Mediterranean headwater catchments have experienced major land-use changes in recent centuries, namely characterized by afforestation with fast-growing tree species (e.g., pine and eucalyptus). This paper investigates differences in the hydrological response of two forested catchments with distinct Pinus pinaster
Aiton (PIN) and Eucalyptus globulus
Labill. (EUC) covers over 6 hydrological years, from 2010 to 2016. The study was developed in paired catchments located in North–Central Portugal, under wet Mediterranean climate and schist bedrock.
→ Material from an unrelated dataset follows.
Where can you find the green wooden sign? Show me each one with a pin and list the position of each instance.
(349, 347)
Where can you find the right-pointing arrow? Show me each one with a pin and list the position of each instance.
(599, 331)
Based on rainfall and streamflow measurements, the hydrological responses were analyzed through the water-balance calculations, rainfall-runoff event analyses, and correlations between rainfall characteristics, evapotranspiration, soil moisture, overland flow, and land-cover parameters. The study period recorded a wide range of annual rainfall, between 984 and 2127 mm per years. The annual streamflow displayed greater inter-annual variation, from 208 to 1430 mm for PIN and from 217 to 1291 mm for EUC. The runoff coefficient was higher in the wettest years, with a maximum of 58% for PIN and 61% for EUC, and decreased substantially in the driest year, representing only 17% of the rainfall in PIN and 22% in EUC. Rainfall was predominant during the winter season (41%), followed by autumn (30%) and spring (24%). The streamflow displayed a seasonal behavior in both catchments, with higher runoff coefficient for EUC that for PIN. Half of the annual streamflow occurs during the winter, with the highest average runoff coefficient attained for EUC and PIN respectively being 68% and 64% of the rainfall amount. Annual evapotranspiration was relatively constant through the six years of study and showed higher average values in PIN (907 mm) than EUC (739 mm), highlighting the importance of forest type and showing that mature pine plantations lead to higher water consumption than eucalypt stands. Annual rainfall amount affects evapotranspiration rate (%), the percentage of ET increasing from 37% to 78% for PIN and from 34% to 73% for EUC between the wettest and the driest years, which raises concerns regarding the impact of climate changes on water availability in the mountain areas of the Mediterranean region.